The application is being pushed through the process “at breakneck speed,” CB 2 Chairman Joseph Conley said, because MetLife officials hope to begin work on the expansion by January.

MetLife is to be the first major corporation to move into Long Island City since the City Council passed the resolution that rezoned 37 blocks of the neighborhood to allow for high-density mixed-use development, a measure intended to eventually transform the area into the city’s next major business district.

With 2,000 employees slated to move into the facility once the proposed addition is completed, MetLife would be the largest corporate presence in the neighborhood following Citibank, which has occupied its 50-story office tower since 1989.

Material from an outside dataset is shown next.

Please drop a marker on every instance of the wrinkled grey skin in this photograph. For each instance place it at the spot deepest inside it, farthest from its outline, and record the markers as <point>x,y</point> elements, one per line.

Although Leslie Nickel, a development planner who led the presentation for MetLife, acknowledged that “it must be unusual to ask for a change in zoning” so soon after it was enacted, company officials stressed their desire to bring jobs into Long Island City and maintain a strong presence in New York.

“We felt it was very important to keep our employees in New York City,” said Joseph Reali, a senior vice president and tax director at MetLife.

The Tech Center is capable of housing 950 people; the expansion would bring the number of MetLife employees in Long Island City up to 2,000.

Board members approved the application with two recommendations designed to prevent worsening of traffic conditions in Queens Plaza — parking for 200 cars on-site or within a block of the facility, and a cut-out driveway that would allow cars and taxis to pull up to the building without jamming traffic in the surrounding streets.

“MetLife is going to be positive in the neighborhood,” Conley said, “and we want to make sure that it’s an overall success for everyone.”